Is your ISP interfering with your BitTorrent connections? Cutting off your VOIP calls? Undermining the principles of network neutrality? In order to answer those questions, concerned Internet users need tools to test their Internet connections and gather evidence about ISP interference practices. After all, if it weren't for the testing efforts of Robb Topolski, the Associated Press, and EFF, Comcast would still be stone-walling about their now-infamous BitTorrent blocking efforts.

Developed by the Electronic Frontier Foundation, Switzerland is an open source software tool for testing the integrity of data communications over networks, ISPs and firewalls. It will spot IP packets which are forged or modified between clients, inform you, and give you copies of the modified packets.

You can download the latest release of Switzerland here.
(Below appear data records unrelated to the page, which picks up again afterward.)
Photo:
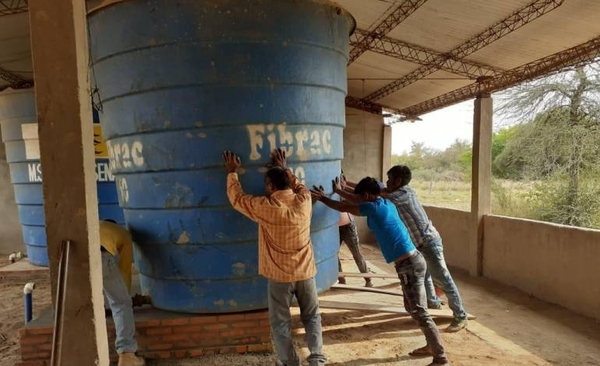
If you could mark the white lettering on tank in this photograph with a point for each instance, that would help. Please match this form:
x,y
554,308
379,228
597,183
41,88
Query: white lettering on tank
x,y
273,136
124,155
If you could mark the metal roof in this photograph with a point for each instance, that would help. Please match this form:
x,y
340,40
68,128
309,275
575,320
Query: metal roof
x,y
414,56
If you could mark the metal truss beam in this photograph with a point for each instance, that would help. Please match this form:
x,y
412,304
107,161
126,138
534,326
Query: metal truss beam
x,y
578,55
15,80
8,7
370,107
403,11
424,56
507,25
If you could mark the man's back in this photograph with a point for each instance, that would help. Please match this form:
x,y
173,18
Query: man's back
x,y
413,215
285,249
117,241
392,236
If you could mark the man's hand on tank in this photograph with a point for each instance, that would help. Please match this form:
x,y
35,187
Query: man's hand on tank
x,y
232,161
278,158
336,185
317,193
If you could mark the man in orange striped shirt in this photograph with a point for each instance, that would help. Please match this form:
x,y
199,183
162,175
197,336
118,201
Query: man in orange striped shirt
x,y
285,253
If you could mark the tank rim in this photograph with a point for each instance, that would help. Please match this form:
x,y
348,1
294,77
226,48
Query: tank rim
x,y
96,5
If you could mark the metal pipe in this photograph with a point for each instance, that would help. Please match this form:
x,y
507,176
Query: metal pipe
x,y
28,297
61,288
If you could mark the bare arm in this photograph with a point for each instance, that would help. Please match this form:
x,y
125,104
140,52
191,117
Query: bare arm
x,y
319,195
348,196
249,206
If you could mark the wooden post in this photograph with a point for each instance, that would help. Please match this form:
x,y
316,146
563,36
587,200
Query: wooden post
x,y
60,63
481,179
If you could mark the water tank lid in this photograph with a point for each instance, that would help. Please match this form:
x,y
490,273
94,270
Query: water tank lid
x,y
94,5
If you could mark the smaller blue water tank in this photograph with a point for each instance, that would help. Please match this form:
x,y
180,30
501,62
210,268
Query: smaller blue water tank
x,y
18,120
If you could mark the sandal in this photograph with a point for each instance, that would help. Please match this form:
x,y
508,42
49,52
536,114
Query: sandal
x,y
424,351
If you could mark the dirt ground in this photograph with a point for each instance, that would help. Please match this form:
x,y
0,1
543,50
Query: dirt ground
x,y
512,328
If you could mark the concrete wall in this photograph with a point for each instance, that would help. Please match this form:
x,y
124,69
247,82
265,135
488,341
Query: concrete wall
x,y
10,229
555,263
453,226
367,147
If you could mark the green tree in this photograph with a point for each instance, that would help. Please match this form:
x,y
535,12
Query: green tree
x,y
560,144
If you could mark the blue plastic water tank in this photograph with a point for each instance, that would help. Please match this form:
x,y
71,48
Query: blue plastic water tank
x,y
181,81
20,135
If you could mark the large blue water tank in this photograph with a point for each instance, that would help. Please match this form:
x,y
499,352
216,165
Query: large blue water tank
x,y
20,135
181,81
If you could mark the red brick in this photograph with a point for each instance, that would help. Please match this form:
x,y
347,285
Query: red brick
x,y
176,321
203,320
265,323
36,339
226,350
260,348
175,337
180,354
29,349
188,329
159,346
45,347
258,330
232,333
147,324
196,352
186,344
158,331
265,338
229,318
34,363
258,315
36,356
216,326
204,335
248,324
155,355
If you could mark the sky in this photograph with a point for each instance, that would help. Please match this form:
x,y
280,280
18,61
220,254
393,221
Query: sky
x,y
438,129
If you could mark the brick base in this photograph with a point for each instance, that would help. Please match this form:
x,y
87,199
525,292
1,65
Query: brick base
x,y
166,335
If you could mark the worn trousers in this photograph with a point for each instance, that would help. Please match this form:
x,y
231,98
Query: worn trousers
x,y
411,273
433,253
115,291
349,235
281,295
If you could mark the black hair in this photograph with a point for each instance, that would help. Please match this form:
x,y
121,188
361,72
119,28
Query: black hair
x,y
278,177
368,185
400,171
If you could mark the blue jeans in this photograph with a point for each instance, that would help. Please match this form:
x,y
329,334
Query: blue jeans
x,y
281,295
349,235
437,268
115,291
411,273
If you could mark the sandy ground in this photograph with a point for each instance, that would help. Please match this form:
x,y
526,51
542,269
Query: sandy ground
x,y
511,328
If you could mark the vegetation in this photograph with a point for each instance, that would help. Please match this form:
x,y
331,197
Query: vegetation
x,y
545,164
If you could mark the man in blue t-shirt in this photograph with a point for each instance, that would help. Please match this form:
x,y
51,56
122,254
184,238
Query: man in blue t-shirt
x,y
396,246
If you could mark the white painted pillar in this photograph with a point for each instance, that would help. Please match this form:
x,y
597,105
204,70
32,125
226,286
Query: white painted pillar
x,y
481,179
60,59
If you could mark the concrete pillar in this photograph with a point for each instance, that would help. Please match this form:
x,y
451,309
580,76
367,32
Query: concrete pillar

Before you run Switzerland, be sure to check out the notes about privacy, security, and firewalls. Switzerland is currently in alpha release as a command line tool. In other words, right now it is aimed at relatively sophisticated users. However, because it's an open source effort, we anticipate making it easier to use over time (please please please let us know by email, by IRC, or by filing bugs if you're running the client but it isn't working for you — we've seen some clients reconnecting in cycles that makes us think there's a bug we should fix!). Switzerland is no longer being actively developed, so we cannot accept bug reports.

Switzerland is designed to detect the modification or injection of packets of data traveling over IP networks, including those introduced by anti-P2P tools from Sandvine (widely believed to be used by Comcast to interfere with BitTorrent uploads) and AudibleMagic, advertising injection systems like FairEagle, censorship systems like the Great Firewall of China, and other systems that we don't know about yet.

The software uses a semi-P2P, server-and-many-clients architecture. Whenever the clients send packets to each other, the server will attempt to determine if any of them were dropped, forged, or modified (if you're interested in how it does that, you can read the design document here — we'll try to continually revise that document so that it accurately describes the code, though inevitably it may lag a little behind). Switzerland is a much more sophisticated successor to the pcapdiff software that we released last year. It automates many of the things that had to be done by hand with the earlier code.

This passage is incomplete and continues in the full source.